Friday, December 12, 2008

Have caffeine, will write

As I sit here in Peet's, I've eaten a brownie (I try to resist, but I can't) and sipped on two shots (I don't resist, they're cheap). But the more time I spend here, the less I accomplish. There is so much to do, so much time.

It has been almost two weeks since I have cut myself off music, movies, etc., and it has been refreshing yet debilitating. As productive as it can be, the productive juices have since stopped flowing. Not to say I had a lot before, but I cannot think. This is somewhat a good thing considering all the thoughts running through my head constantly. My to-do list is completed quickly, but I cannot think of more to add. So many things are in my goal/future column, but all the stuff preceding that have been cleared out of my head. With only one blog post previously this month shows how much hasn't been on my mind.
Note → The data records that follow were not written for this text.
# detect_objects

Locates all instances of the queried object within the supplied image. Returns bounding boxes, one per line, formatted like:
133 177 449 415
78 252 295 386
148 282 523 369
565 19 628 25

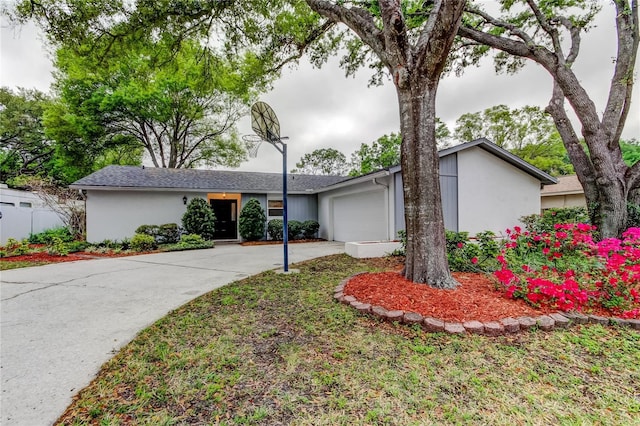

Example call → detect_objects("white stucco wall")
87 190 207 243
0 187 64 245
318 176 395 241
458 147 540 235
541 194 587 210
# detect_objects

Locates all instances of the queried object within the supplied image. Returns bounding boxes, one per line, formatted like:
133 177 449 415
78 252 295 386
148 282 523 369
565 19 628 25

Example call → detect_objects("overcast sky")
0 2 640 172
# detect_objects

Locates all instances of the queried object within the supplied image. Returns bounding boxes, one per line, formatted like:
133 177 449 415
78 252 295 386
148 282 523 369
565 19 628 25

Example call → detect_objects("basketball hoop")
242 135 263 158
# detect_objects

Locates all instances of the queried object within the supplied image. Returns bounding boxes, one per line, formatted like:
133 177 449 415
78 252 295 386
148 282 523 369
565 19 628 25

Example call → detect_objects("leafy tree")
291 148 348 176
454 105 573 175
10 0 466 288
0 87 55 182
307 0 466 288
349 133 402 176
457 0 640 238
620 139 640 167
51 42 250 168
182 198 216 240
239 198 267 241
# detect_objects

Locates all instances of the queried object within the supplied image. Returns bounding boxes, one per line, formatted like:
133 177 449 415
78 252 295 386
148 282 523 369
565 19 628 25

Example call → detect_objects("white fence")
0 188 64 245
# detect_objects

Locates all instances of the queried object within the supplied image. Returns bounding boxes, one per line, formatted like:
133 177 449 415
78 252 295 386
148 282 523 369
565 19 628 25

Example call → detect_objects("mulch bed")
343 271 611 322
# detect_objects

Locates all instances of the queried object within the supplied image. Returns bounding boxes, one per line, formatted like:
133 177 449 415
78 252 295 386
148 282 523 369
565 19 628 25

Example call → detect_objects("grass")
60 255 640 425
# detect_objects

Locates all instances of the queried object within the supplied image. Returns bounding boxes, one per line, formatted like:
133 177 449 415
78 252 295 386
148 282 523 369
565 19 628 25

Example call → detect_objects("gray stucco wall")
87 190 201 243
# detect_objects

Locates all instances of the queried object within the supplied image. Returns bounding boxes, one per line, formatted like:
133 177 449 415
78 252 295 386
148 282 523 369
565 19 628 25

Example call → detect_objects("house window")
267 200 283 217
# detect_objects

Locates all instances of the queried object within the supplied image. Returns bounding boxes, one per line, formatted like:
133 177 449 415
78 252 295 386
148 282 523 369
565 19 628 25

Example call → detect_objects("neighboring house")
0 184 64 245
71 139 556 242
540 175 587 211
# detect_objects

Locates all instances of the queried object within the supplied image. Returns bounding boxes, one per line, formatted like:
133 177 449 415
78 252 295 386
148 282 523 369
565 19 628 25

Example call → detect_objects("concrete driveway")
0 242 344 426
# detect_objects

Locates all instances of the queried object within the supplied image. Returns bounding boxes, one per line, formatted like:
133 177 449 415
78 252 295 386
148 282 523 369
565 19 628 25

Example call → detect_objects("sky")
0 2 640 172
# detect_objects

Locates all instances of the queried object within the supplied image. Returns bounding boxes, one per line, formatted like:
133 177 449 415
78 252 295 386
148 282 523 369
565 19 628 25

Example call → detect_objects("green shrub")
239 198 267 241
627 203 640 229
4 238 31 256
267 219 284 241
131 234 157 251
287 220 302 240
157 223 180 244
47 237 69 256
302 220 320 240
163 234 214 251
520 207 589 234
136 223 180 244
391 229 501 272
182 198 216 240
29 227 75 244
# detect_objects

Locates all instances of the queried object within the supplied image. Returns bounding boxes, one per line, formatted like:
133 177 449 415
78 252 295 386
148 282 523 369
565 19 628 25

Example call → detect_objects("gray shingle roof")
70 166 348 193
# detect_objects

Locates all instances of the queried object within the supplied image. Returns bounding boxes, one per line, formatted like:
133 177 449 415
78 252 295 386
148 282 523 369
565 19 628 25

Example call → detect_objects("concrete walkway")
0 242 344 426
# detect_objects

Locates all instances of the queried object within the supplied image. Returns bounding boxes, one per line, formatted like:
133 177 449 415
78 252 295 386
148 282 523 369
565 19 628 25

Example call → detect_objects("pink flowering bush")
494 223 640 318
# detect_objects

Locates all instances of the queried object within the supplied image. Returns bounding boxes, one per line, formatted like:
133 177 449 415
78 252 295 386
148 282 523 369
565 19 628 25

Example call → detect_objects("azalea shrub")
494 223 640 318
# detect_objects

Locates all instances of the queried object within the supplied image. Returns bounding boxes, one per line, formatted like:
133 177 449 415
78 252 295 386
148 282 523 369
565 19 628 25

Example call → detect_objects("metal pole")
281 142 289 272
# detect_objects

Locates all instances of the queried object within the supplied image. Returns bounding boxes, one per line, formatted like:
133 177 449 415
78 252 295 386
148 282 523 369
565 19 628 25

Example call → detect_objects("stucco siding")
458 148 540 235
287 194 318 222
541 194 587 210
87 191 201 243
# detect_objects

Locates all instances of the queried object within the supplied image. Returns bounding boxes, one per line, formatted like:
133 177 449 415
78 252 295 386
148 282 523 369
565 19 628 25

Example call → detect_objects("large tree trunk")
306 0 465 288
397 81 458 289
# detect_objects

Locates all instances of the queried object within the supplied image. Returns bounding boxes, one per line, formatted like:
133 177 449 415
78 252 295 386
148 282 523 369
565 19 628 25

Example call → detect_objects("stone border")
333 274 640 336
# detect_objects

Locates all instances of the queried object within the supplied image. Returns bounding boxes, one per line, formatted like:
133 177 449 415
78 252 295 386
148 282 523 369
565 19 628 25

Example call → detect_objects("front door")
210 200 238 240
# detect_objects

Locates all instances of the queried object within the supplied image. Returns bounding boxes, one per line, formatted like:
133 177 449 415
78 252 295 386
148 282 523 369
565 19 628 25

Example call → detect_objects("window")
267 200 284 216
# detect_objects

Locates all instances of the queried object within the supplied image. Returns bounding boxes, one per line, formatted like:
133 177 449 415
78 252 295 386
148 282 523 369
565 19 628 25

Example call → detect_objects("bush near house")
302 220 320 240
130 234 158 251
136 223 181 244
182 198 216 240
267 219 284 241
267 219 320 241
239 198 267 241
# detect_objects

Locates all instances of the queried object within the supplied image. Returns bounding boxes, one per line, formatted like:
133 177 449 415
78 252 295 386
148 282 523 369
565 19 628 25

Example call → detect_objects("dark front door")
211 200 238 240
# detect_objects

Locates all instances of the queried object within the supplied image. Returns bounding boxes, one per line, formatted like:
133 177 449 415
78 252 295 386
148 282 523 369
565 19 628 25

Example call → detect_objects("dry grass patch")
60 255 640 425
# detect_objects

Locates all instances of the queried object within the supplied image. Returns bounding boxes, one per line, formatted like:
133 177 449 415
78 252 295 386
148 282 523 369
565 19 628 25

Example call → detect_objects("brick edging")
333 274 640 336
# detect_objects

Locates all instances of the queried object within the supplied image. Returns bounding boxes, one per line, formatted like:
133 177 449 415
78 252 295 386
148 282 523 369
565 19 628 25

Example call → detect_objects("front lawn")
60 255 640 425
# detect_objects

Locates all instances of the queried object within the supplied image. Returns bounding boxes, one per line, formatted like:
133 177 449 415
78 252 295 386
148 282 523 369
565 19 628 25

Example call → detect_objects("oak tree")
458 0 640 238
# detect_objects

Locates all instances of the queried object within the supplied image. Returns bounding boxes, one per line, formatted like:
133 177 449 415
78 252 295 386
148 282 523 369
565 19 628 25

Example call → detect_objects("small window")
267 200 284 216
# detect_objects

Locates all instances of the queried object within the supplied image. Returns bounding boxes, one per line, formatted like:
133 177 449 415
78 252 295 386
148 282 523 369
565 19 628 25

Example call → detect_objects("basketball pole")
280 140 289 273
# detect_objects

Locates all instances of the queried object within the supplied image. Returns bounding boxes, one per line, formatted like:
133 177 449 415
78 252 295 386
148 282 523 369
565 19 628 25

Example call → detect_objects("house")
0 184 64 245
540 175 587 211
71 139 556 242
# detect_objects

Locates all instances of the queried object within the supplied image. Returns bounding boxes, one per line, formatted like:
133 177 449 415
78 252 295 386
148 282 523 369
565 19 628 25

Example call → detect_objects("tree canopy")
291 148 349 176
455 0 640 237
0 87 55 182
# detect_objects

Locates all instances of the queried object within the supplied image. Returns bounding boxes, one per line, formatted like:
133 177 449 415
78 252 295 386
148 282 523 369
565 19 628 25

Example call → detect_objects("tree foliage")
349 133 402 176
454 105 573 176
455 0 640 237
0 87 55 182
291 148 349 176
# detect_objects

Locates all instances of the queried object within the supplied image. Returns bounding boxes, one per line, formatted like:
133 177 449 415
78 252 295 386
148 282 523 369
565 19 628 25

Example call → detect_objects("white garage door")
333 191 389 241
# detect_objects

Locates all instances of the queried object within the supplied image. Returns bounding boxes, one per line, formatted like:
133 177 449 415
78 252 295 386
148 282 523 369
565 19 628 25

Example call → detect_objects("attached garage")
333 190 389 241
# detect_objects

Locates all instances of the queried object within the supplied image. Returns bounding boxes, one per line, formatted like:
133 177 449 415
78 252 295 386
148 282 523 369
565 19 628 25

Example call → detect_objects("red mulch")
344 272 554 322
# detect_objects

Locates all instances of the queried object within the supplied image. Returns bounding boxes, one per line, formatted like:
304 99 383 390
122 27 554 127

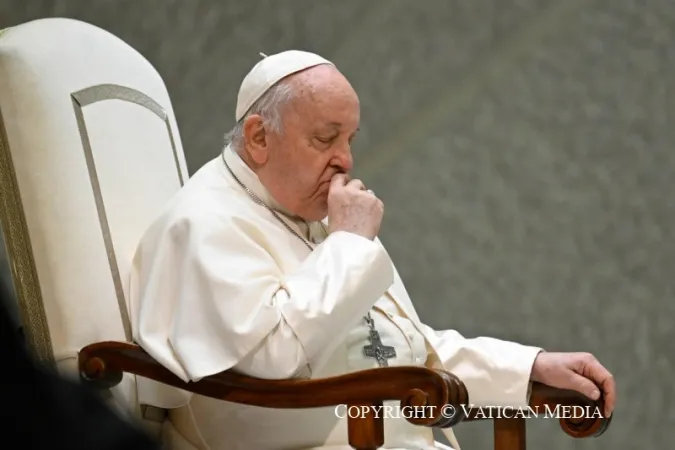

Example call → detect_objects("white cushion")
0 18 188 418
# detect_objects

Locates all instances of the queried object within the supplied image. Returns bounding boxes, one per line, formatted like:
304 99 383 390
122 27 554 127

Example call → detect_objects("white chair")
0 15 188 430
0 19 606 449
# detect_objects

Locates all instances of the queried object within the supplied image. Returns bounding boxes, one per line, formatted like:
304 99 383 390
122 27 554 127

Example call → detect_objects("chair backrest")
0 18 188 418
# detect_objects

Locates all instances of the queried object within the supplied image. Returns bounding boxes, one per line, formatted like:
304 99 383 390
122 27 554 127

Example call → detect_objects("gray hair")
225 80 295 151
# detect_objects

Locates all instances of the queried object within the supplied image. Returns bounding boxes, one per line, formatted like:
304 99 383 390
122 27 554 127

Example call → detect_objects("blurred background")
0 0 675 450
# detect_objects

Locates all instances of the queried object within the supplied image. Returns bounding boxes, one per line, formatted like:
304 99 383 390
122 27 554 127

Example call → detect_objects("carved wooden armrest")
464 383 612 450
78 342 469 450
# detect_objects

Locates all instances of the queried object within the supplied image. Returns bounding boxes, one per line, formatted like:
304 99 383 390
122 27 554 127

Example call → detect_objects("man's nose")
336 145 354 172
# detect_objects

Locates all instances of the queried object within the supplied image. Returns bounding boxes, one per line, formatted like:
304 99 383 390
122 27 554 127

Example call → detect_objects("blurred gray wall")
0 0 675 450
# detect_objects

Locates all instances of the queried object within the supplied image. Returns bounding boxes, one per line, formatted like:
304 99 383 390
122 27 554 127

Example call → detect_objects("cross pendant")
363 330 396 367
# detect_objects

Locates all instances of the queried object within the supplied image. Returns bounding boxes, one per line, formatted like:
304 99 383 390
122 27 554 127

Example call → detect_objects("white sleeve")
424 325 543 408
132 212 394 381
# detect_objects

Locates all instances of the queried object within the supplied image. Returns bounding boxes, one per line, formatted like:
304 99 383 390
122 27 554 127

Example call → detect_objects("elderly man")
130 51 615 450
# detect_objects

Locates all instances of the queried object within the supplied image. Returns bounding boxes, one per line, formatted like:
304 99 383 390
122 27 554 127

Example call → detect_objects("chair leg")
347 402 384 450
494 417 527 450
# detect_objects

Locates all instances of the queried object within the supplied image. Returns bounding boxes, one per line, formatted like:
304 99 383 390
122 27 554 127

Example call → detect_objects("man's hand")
328 174 384 241
530 352 616 417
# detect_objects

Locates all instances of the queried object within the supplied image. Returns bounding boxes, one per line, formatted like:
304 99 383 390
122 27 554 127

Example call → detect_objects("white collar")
223 145 310 237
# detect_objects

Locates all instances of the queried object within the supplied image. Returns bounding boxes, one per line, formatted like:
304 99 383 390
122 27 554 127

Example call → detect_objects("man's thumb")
571 373 600 400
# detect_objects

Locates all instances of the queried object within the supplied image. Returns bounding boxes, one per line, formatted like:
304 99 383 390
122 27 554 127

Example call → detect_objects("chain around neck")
221 150 393 367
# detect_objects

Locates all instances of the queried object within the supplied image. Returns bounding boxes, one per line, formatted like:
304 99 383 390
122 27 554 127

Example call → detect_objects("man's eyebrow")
326 122 361 132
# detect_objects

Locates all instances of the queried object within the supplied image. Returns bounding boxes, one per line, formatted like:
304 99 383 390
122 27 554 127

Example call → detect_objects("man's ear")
244 114 269 165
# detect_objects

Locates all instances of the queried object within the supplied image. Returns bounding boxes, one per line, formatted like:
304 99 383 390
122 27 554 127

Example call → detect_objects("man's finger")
329 173 349 189
570 373 600 400
584 361 616 417
347 178 366 191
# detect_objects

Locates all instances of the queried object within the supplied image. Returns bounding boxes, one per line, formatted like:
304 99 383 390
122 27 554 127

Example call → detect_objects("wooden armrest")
78 342 469 449
464 383 613 450
464 383 612 438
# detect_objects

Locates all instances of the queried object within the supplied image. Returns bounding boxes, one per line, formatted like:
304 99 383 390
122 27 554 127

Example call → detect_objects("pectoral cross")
363 329 396 367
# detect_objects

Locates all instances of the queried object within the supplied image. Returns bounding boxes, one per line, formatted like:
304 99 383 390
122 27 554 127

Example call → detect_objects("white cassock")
129 147 541 450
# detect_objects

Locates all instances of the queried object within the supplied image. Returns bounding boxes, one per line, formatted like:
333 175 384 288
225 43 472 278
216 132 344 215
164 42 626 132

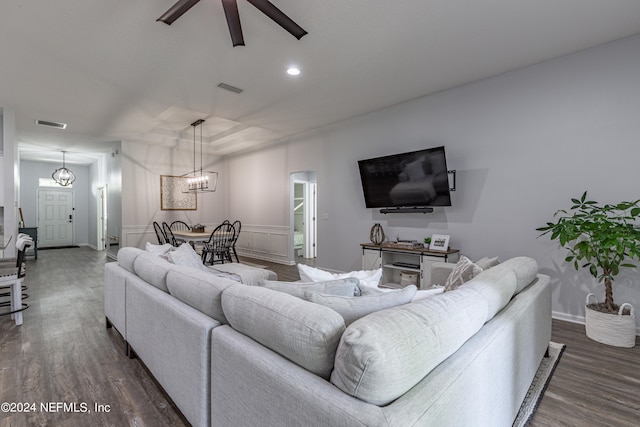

To look on the positive side, my thought life (if there is such a thing) has been completely revamped. Instead of perusing floating emotions and ideas and everything moving in and out of my mind, I finally stopped the clutter and focus on a topic until it ends. Come to a conclusion and quit wasting my time and stress on it. Also, my focus has been able to reap a few rewards. Homework is done quickly. Time is less pressed. My to-do list is cleared. My mind is less cluttered. And my conscience is less desensitized (ie. movies). But I have not decided what I want to do with it. Songs are so embedded so deep in my head that I can't not have them running through my head. It refuses to stop. My alarm will inhibit my mind all morning as mental chewing gum.

Also, as a positive, I am starting on my photography business. Continually I am pushing myself to find new things and go out and just shoot. So much in the photographic business world has opened up. So many ideas, procedures, possibilities. And it only costs money to start. But what do I have to lose. I am tired of spinning my tires and dragging my feet. This is going to start. It will be something. I am doubtful it will make my millions, but we will work on that later. I need more creative juices for that all to start.